His orchestral mastery was demonstrated in the brilliantly coloured and atmospheric First Symphony (1934). Then came the Piano Concerto, which decisively raised Khachaturian’s international profile when it was introduced to London by Moura Lympany in 1940, followed three years later by William Kapell giving its US premiere. Khachaturian’s Concerto soon rivalled even Tchaikovsky’s First in popularity.
And yet, for Khachaturian, the price of his rapid rise was a persistent insecurity: his naturally gregarious and generous nature was often cut through by a touchiness and over-sensitivity, and he suffered recurring ill health associated with stomach ulcers.
One should not over-exaggerate the relative shallowness of Khachaturian’s compositional training – Poulenc, for example, did not get beyond harmonising Bach chorales, whereas Khachaturian studied fugue, and even published several examples of his own – but there is little doubt that his creativity often rode on the not-always-certain wings of inspiration rather than on long-seasoned craft and know-how.
A cruel blow
The cruellest blow of his career fell in 1948 when he, alongside other leading Soviet composers, including Prokofiev and Shostakovich, was accused by Stalin’s cultural apparatchik, Andrei Zhdanov, of writing ‘anti-democratic’ and ‘formalist’ music.

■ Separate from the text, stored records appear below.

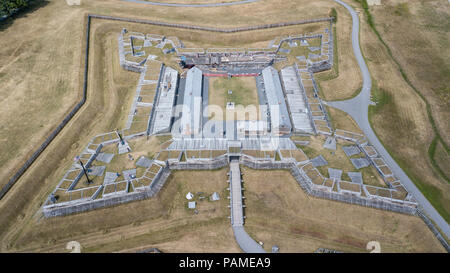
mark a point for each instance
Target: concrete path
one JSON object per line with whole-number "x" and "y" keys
{"x": 358, "y": 107}
{"x": 192, "y": 5}
{"x": 246, "y": 243}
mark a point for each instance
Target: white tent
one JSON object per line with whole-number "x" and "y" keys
{"x": 189, "y": 196}
{"x": 215, "y": 196}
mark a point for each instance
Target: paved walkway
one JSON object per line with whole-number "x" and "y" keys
{"x": 358, "y": 107}
{"x": 246, "y": 243}
{"x": 192, "y": 5}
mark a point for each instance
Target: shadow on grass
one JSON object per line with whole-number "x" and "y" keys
{"x": 32, "y": 7}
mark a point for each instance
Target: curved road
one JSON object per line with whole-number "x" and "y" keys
{"x": 192, "y": 5}
{"x": 358, "y": 108}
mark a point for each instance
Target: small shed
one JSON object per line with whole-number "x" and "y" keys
{"x": 275, "y": 249}
{"x": 189, "y": 196}
{"x": 191, "y": 205}
{"x": 215, "y": 197}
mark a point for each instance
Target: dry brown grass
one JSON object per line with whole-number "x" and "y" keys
{"x": 418, "y": 34}
{"x": 279, "y": 212}
{"x": 401, "y": 121}
{"x": 341, "y": 120}
{"x": 342, "y": 85}
{"x": 163, "y": 222}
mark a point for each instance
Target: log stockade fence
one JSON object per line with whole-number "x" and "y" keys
{"x": 77, "y": 107}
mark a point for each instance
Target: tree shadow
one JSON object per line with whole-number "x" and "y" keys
{"x": 32, "y": 7}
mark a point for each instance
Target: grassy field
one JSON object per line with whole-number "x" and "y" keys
{"x": 164, "y": 222}
{"x": 400, "y": 117}
{"x": 280, "y": 213}
{"x": 243, "y": 94}
{"x": 344, "y": 81}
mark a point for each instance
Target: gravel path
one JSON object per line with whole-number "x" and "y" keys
{"x": 358, "y": 107}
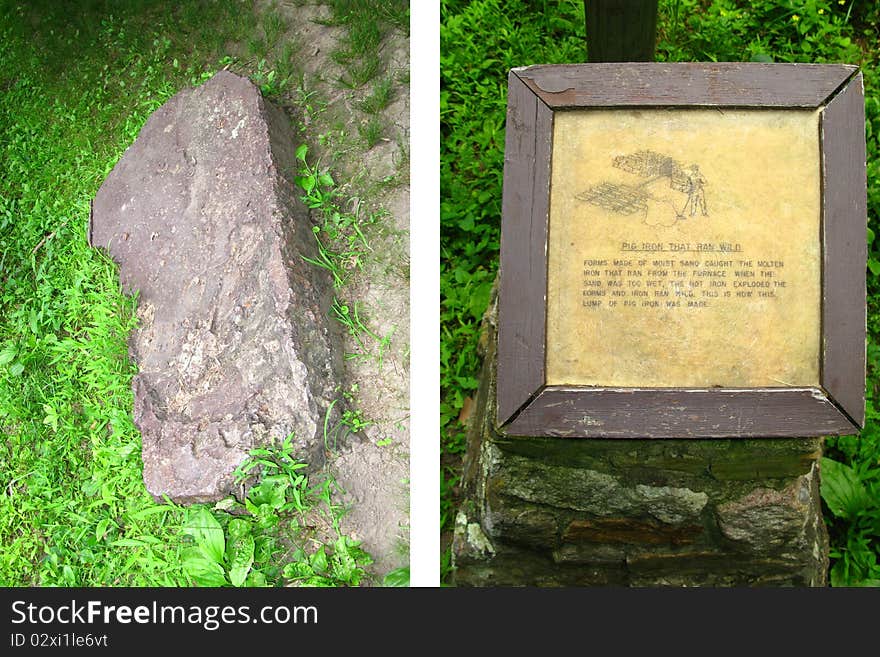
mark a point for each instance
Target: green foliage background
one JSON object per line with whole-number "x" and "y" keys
{"x": 481, "y": 40}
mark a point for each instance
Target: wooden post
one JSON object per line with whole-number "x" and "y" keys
{"x": 620, "y": 30}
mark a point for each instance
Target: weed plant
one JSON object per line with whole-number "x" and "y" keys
{"x": 481, "y": 40}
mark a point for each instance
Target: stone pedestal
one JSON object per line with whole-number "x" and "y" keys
{"x": 585, "y": 512}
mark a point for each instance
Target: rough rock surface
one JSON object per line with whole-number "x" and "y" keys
{"x": 564, "y": 512}
{"x": 233, "y": 348}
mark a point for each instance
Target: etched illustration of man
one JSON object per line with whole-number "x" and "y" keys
{"x": 696, "y": 193}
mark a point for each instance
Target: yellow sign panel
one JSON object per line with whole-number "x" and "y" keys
{"x": 684, "y": 248}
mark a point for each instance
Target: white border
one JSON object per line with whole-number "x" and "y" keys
{"x": 425, "y": 293}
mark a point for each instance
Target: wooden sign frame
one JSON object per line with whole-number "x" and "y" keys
{"x": 527, "y": 406}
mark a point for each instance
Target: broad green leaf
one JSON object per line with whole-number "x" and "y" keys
{"x": 270, "y": 491}
{"x": 344, "y": 564}
{"x": 297, "y": 570}
{"x": 208, "y": 534}
{"x": 204, "y": 572}
{"x": 241, "y": 559}
{"x": 238, "y": 527}
{"x": 255, "y": 579}
{"x": 397, "y": 577}
{"x": 318, "y": 561}
{"x": 841, "y": 489}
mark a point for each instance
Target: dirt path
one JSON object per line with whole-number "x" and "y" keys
{"x": 372, "y": 467}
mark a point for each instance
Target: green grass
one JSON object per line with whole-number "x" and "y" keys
{"x": 76, "y": 88}
{"x": 481, "y": 40}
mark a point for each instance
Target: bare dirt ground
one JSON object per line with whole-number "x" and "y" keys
{"x": 371, "y": 467}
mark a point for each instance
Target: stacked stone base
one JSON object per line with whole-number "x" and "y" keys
{"x": 572, "y": 512}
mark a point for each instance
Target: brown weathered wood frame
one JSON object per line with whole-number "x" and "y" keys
{"x": 529, "y": 407}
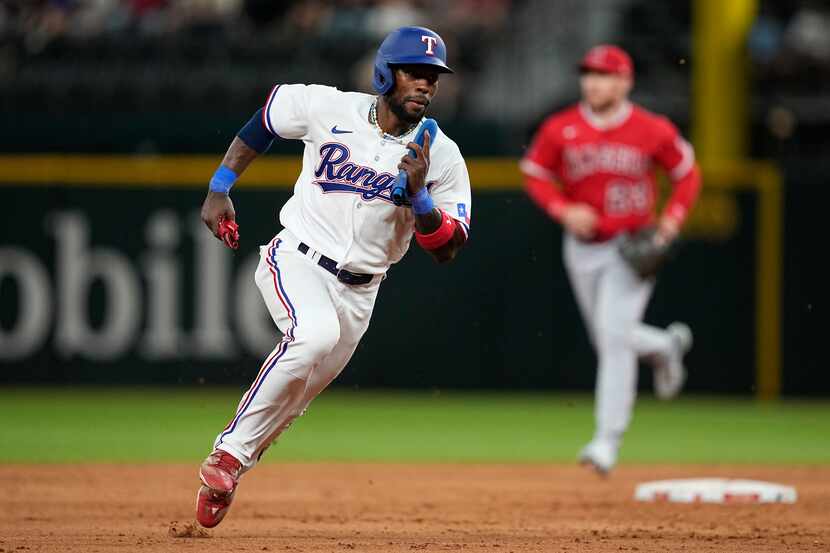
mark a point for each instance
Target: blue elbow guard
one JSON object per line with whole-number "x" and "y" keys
{"x": 255, "y": 135}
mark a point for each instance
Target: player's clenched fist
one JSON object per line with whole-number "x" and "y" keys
{"x": 215, "y": 207}
{"x": 580, "y": 220}
{"x": 416, "y": 167}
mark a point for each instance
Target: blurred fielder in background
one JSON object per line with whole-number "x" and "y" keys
{"x": 320, "y": 276}
{"x": 603, "y": 152}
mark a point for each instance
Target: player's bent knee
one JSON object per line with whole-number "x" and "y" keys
{"x": 318, "y": 339}
{"x": 612, "y": 337}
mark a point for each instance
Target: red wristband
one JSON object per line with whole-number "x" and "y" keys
{"x": 441, "y": 236}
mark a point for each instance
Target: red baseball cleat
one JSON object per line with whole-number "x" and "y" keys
{"x": 219, "y": 474}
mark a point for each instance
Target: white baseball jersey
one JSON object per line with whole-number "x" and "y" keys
{"x": 342, "y": 205}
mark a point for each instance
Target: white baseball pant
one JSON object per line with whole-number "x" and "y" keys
{"x": 612, "y": 300}
{"x": 322, "y": 321}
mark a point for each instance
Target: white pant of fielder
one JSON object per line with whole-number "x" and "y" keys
{"x": 612, "y": 300}
{"x": 322, "y": 321}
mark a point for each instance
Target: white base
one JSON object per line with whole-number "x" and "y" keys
{"x": 714, "y": 490}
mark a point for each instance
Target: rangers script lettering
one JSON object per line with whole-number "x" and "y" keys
{"x": 341, "y": 175}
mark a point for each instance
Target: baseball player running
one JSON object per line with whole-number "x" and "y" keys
{"x": 602, "y": 153}
{"x": 320, "y": 275}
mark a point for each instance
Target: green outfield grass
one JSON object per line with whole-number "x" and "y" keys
{"x": 56, "y": 425}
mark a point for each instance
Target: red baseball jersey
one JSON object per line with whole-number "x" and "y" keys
{"x": 610, "y": 166}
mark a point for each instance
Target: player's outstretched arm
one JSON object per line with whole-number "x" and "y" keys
{"x": 437, "y": 232}
{"x": 218, "y": 203}
{"x": 253, "y": 139}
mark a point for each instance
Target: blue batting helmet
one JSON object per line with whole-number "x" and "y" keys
{"x": 408, "y": 45}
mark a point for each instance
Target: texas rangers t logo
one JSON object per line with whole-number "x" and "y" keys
{"x": 430, "y": 41}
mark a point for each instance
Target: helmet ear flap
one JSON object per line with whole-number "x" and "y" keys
{"x": 383, "y": 77}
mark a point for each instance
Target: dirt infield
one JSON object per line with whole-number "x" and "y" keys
{"x": 394, "y": 508}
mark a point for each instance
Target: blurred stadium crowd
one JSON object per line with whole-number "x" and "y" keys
{"x": 514, "y": 58}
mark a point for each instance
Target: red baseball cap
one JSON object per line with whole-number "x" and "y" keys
{"x": 606, "y": 58}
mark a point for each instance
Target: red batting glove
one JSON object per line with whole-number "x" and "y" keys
{"x": 228, "y": 232}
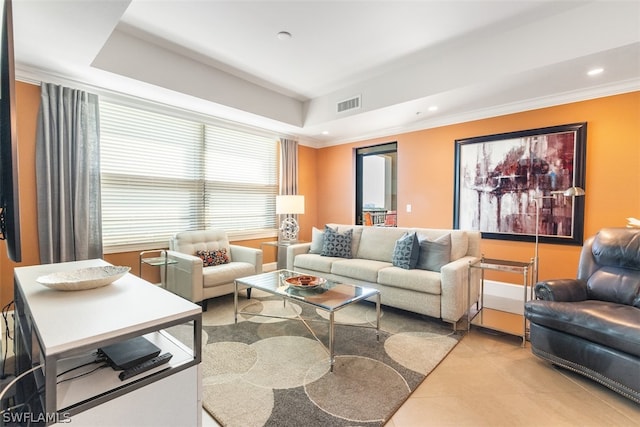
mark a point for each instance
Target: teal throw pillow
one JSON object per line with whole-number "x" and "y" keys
{"x": 336, "y": 244}
{"x": 434, "y": 253}
{"x": 406, "y": 251}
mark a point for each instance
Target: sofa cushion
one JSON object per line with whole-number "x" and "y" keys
{"x": 355, "y": 237}
{"x": 314, "y": 262}
{"x": 609, "y": 324}
{"x": 226, "y": 273}
{"x": 210, "y": 258}
{"x": 317, "y": 241}
{"x": 416, "y": 280}
{"x": 377, "y": 243}
{"x": 361, "y": 269}
{"x": 434, "y": 253}
{"x": 336, "y": 243}
{"x": 406, "y": 251}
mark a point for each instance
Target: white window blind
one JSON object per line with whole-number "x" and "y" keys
{"x": 162, "y": 174}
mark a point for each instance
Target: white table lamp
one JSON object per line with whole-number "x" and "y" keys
{"x": 289, "y": 205}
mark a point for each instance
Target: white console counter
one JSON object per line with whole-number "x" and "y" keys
{"x": 63, "y": 329}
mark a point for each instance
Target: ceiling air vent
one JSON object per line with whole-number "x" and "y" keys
{"x": 349, "y": 104}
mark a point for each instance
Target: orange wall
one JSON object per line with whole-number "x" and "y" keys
{"x": 426, "y": 174}
{"x": 27, "y": 103}
{"x": 425, "y": 179}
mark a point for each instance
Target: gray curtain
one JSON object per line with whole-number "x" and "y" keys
{"x": 288, "y": 171}
{"x": 68, "y": 175}
{"x": 288, "y": 167}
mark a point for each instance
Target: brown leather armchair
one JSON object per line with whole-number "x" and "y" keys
{"x": 591, "y": 325}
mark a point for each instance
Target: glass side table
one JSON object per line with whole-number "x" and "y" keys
{"x": 498, "y": 320}
{"x": 158, "y": 258}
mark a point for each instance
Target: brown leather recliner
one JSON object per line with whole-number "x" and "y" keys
{"x": 591, "y": 325}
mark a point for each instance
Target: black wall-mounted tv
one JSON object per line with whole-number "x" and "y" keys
{"x": 9, "y": 198}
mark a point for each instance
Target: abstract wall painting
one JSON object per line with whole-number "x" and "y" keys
{"x": 501, "y": 180}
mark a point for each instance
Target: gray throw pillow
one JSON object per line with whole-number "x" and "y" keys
{"x": 406, "y": 251}
{"x": 337, "y": 244}
{"x": 434, "y": 253}
{"x": 317, "y": 241}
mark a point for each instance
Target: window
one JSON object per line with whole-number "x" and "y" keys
{"x": 163, "y": 174}
{"x": 376, "y": 187}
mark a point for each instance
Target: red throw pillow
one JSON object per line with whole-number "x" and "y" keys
{"x": 210, "y": 258}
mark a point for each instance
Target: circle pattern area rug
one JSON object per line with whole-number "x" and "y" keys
{"x": 270, "y": 370}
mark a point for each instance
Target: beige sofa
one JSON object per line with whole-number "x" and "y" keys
{"x": 440, "y": 292}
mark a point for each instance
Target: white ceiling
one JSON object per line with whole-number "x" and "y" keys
{"x": 471, "y": 59}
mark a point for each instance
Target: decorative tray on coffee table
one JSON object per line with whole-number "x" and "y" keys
{"x": 305, "y": 282}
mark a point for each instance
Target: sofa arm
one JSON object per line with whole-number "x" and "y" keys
{"x": 454, "y": 278}
{"x": 294, "y": 250}
{"x": 565, "y": 290}
{"x": 246, "y": 254}
{"x": 184, "y": 275}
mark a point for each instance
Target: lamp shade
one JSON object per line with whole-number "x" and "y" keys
{"x": 289, "y": 205}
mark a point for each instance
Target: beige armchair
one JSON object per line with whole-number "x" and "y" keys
{"x": 188, "y": 277}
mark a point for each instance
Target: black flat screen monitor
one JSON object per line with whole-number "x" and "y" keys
{"x": 9, "y": 200}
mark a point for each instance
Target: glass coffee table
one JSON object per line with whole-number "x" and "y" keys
{"x": 324, "y": 294}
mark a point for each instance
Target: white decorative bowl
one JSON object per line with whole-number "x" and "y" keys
{"x": 84, "y": 278}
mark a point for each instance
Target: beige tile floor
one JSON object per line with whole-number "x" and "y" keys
{"x": 490, "y": 380}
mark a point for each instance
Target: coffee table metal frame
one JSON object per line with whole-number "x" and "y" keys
{"x": 330, "y": 297}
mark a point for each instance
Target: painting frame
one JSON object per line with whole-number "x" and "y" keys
{"x": 504, "y": 182}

He lost his official post, and was replaced by the much-disliked Tikhon Khrennikov. Profoundly hurt by this manifestly unfair attack, for a while it seemed Khachaturian had lost much of his desire to compose.
There followed a dismal series of scores for Stalin-approved films, and incidental music for a play, Ilya Golovin, about a composer guilty of writing formalist music praised only by the decadent West.
Then, in 1950, Khachaturian was saved by his alma mater, the Gnessin Institute, as Yelena invited him to teach composition there. He was now able to devote himself to his final magnum opus, the ballet Spartacus; written during his summer holidays, it was finally ‘completed’ in 1954.
Spartacus then went through the mill of three productions, all of which, to Khachaturian’s increasing irritation, involved revisions to the score and the story line. His 1943 ballet Gayane likewise suffered from endless revisions; by the late 1950s, its original story, of a Red Army hero rescuing an Armenian heroine (the title role) from a brutal husband determined to destroy the local collective cotton farm, seemed too much a product of Stalin’s time.
All this may have prevented Khachaturian from being as productive as he had been pre-1948. Yet his final decades include some gems – composed, perhaps significantly, for children – such as the Sonatina (1958) and the Children’s Pieces (1964).
And one remains grateful for those works of exuberance and emotional candour that he composed in the 1930s and ’40s, the years when he was at the height of his inspiration.